A challenging problem in deep learning consists in developing theoretical frameworks suitable to study generalization. Feng and colleagues uncover a duality relation between neuron activities and weights in deep learning neural networks, and use it to show that sharpness of the loss landscape and norm of the solution act together in determining its generalization performance.
Deep learning applied to live-cell images of patient-derived neurons aids predicting underlying mechanisms and gains insights into neurodegenerative diseases, facilitating the understanding of mechanistic heterogeneity. D’Sa and colleagues use patient-derived stem cell models, high-throughput imaging and machine learning algorithms to investigate Parkinson’s disease subtyping.
Microscopic imaging and holography aim to decrease reliance on labelled experimental training data, which can introduce biases, be time-consuming and costly to prepare, and may lack real-world diversity. Huang et al. develop a physics-driven self-supervised model that eliminates the need for labelled or experimental training data, demonstrating superior generalization on the reconstruction of experimental holograms of various samples.
The tendency of machine learning algorithms to learn biases from training data calls for methods to mitigate unfairness before deployment to healthcare and other applications. Yang et al. propose a reinforcement-learning-based method for algorithmic bias mitigation and demonstrate it on COVID-19 screening and patient discharge prediction tasks.
Algorithmic super-resolution in the context of fluorescence microscopy is challenging due to the difficulty to reliably represent biological nanostructures in synthetically generated images. Bouchard and colleagues propose a deep learning model for live-cell imaging that can leverage auxiliary microscopy imaging tasks to guide and enhance reconstruction, while preserving the biological features of interest.
To ensure that a machine learning model has learned the intended features, it can be useful to have an explanation of why a specific output was given. Slack et al. have created a conversational environment, based on language models and feature importance, which can interactively explore explanations with questions asked in natural language.

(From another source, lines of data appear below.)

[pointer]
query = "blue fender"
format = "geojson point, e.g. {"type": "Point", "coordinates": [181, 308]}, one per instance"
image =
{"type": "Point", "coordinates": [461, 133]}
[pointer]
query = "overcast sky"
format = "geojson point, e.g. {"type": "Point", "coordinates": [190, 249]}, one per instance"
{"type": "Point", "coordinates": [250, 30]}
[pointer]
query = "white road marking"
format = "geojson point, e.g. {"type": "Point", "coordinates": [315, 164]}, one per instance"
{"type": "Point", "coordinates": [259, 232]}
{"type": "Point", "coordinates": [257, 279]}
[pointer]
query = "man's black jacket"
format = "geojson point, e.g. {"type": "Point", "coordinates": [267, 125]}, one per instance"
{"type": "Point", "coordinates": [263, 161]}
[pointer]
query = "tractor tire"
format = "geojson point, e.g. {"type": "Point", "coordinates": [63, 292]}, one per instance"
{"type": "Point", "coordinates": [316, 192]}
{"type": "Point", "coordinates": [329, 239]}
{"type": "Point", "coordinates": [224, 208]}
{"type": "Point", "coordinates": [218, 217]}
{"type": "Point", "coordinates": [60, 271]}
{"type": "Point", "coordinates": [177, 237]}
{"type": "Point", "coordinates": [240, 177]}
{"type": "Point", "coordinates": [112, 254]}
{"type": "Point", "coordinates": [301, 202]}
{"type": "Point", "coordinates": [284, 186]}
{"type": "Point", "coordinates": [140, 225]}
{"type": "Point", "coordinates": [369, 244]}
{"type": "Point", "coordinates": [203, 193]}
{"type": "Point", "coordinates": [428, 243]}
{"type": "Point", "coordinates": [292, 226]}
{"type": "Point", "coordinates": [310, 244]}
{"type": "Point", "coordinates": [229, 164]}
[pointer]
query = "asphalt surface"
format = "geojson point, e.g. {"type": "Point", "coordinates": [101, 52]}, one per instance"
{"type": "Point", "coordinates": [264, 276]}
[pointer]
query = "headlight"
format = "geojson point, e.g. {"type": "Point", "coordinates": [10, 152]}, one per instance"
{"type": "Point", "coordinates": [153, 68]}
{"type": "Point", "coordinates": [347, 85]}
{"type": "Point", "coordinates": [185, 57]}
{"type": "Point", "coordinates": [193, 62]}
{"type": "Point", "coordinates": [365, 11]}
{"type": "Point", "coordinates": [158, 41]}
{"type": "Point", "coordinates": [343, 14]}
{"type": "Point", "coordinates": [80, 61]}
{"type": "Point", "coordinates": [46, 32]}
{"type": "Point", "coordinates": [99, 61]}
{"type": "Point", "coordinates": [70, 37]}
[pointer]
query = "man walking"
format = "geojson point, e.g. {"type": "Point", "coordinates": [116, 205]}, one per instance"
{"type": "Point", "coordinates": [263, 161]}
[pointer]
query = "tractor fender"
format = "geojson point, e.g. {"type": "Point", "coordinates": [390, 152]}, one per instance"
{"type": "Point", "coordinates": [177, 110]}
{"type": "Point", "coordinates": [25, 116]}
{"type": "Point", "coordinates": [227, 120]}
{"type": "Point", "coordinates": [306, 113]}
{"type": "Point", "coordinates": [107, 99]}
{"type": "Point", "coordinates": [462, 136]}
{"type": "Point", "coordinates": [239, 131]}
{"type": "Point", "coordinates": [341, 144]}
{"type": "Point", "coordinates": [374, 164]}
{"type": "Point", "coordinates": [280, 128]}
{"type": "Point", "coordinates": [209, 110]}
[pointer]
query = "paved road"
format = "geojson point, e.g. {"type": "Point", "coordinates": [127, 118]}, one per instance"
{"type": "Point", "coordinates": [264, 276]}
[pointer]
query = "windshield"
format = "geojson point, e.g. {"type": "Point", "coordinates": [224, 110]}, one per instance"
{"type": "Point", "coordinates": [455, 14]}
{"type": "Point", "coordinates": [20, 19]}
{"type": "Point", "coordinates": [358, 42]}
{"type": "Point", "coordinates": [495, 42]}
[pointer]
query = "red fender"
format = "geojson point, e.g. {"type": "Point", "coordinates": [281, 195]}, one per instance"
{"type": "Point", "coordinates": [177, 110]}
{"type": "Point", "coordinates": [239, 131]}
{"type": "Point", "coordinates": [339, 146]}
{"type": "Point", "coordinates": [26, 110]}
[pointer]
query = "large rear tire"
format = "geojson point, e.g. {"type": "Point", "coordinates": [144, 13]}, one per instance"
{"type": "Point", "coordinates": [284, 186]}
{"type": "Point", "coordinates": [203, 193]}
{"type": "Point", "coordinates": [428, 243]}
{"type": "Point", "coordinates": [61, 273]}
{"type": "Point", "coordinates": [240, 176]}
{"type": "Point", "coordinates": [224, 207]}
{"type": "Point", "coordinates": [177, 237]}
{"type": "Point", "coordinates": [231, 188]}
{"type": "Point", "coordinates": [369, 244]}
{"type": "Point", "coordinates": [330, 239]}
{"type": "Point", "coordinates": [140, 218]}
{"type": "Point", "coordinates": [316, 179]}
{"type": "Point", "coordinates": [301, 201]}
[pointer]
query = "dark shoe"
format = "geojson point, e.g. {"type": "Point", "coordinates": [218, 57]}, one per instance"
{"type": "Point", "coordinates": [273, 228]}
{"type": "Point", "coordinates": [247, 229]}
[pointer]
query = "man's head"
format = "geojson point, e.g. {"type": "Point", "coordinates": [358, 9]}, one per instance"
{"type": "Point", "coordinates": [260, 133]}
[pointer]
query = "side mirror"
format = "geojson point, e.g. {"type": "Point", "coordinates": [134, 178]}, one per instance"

Optimal control of quantum many-body systems is needed to make use of quantum technologies, but is challenging due to the exponentially large dimension of the Hilbert space as a function of the number of qubits. Metz and Bukov propose a framework combining matrix product states and reinforcement learning that allows control of a larger number of interacting quantum particles than achievable with standard neural-network-based methods.
There are currently promising developments in deep learning for protein design, with applications in drug discovery and synthetic biology. For more efficient exploration of the design space, Wang et al. demonstrate a reinforcement learning method, EvoZero, for directed evolution in protein engineering towards desired functional or structure-related properties.
Out of the large number of neoepitopes, few elicit an immune response from the major histocompatibility complex. To predict which neoepitopes can be effective, Albert and colleagues present a method based on long short-term memory ensembles and transfer learning from immunogenicity assays.
Integrating gene expression across tissues is crucial for understanding coordinated biological mechanisms. Viñas et al. present a neural network for multi-tissue imputation of gene expression, exploiting the shared regulatory architecture of tissues.